TrialGP: Grattarola und die Hemingway-Brüder trotzen der sengenden Hitze in Camerino.

Erschreckend hohe Temperaturen sowie trockene und extrem rutschige Abschnitte erwarteten die Fahrer beim TrialGP in Camerino vor einem außergewöhnlichen Publikum (über 1.000 Zuschauer am Sonntag).

Matteo Grattarola brachte seine ganze Erfahrung ein: Am Samstag verpasste er den Sieg nur knapp und belegte den 2. Platz (ein Fehler in Zone 12 war ihm zum Verhängnis), während er am Sonntag seine Kräfte einteilte und mit einem 6. Platz seinen dritten Platz in der Gesamtwertung der Meisterschaft festigte.

„Ein sehr positives Wochenende, ich bin sehr zufrieden. Am Samstag bin ich sehr gut gefahren und das Motorrad lief hervorragend. Jetzt gilt es, hart für den nächsten Lauf in England zu arbeiten“, erklärte Grattarola.

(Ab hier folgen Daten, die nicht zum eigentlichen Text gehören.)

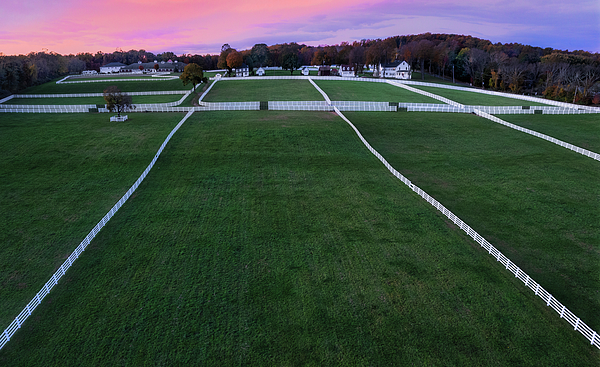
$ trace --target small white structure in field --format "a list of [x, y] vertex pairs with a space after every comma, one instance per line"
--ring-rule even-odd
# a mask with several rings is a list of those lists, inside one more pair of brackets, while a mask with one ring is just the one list
[[400, 65], [396, 66], [396, 79], [410, 79], [411, 76], [412, 70], [406, 61], [402, 61]]
[[127, 115], [123, 115], [123, 116], [113, 116], [110, 118], [111, 122], [123, 122], [123, 121], [127, 121]]
[[356, 76], [354, 73], [354, 65], [341, 65], [339, 72], [341, 77], [352, 78]]
[[246, 64], [242, 64], [239, 68], [235, 69], [236, 77], [244, 77], [250, 75], [250, 68]]
[[111, 62], [104, 66], [100, 66], [100, 74], [118, 73], [125, 66], [127, 65], [121, 64], [120, 62]]
[[412, 76], [412, 70], [406, 61], [379, 64], [378, 71], [381, 78], [410, 79]]

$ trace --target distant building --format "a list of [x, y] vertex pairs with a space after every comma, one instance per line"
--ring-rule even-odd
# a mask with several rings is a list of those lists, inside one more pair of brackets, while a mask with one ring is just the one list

Weniger Glück hatte sein Bruder Harry Hemingway, der am Wochenende durch Fehler benachteiligt wurde, die ihn auf den 7. und 8. Platz verwiesen. „Insgesamt war es ein besseres Wochenende auf dem Motorrad, und ich freue mich schon auf das Heimrennen im nächsten Monat“, so der Fahrer. In derselben Klasse sicherte sich Jaime Busto zwei dritte Tagesplätze. Große Konstanz und Fortschritte zeigte George Hemingway in der Trial2: An den englischen Schlamm gewöhnt, passte er sich meisterhaft an das rutschige Geröll von Camerino an und errang am Samstag den 3. Platz in der Gesamtwertung (dank eines fantastischen 1. Platzes in Lauf 2) sowie am Sonntag einen hervorragenden 2. Platz in der Gesamtwertung. „Ich bin sehr zufrieden damit, wie das Wochenende für mich gelaufen ist. Diese beiden Podiumsplätze in Folge haben mich in der Gesamtwertung nach oben gebracht und helfen mir, den Spitzenreiter im Auge zu behalten. Nächster Halt: der Heim-GP“, kommentiert George. 

Bei den Frauen in der Königsklasse kämpfte Andrea Sofia Rabino wie eine Löwin auf einem Gelände, das dem spanischen sehr ähnlich war, und holte zwei hervorragende zweite Plätze.

Die wahre Ovation des Wochenendes gebührt jedoch der Kategorie Trial2 Women, in der die außergewöhnliche Debütantin Queralt Fontdevila die Konkurrenz buchstäblich vom Platz gefegt hat, indem sie sowohl am Samstag als auch am Sonntag gewann und mit 68 Punkten an die Spitze der Weltrangliste flog, begleitet auf dem Podium von ihrer Teamkollegin Abril Montserrat (zweimal Dritte) und dem vierten Platz von Daniela Hernando am Samstag.
Erwähnenswert ist schließlich die hervorragende Silbermedaille von Marco Laure im Trial3 am Samstag.

Wir haben die Zähne zusammengebissen, Geschichte geschrieben und einmal mehr die unglaubliche Vielseitigkeit der Beta-DNA unter Beweis gestellt. Ein besonderer Dank gilt allen Fans, die den unerträglichen Temperaturen getrotzt haben, um uns entlang der Strecke ihre Unterstützung zu zeigen. Wir sehen uns am nächsten Starttor!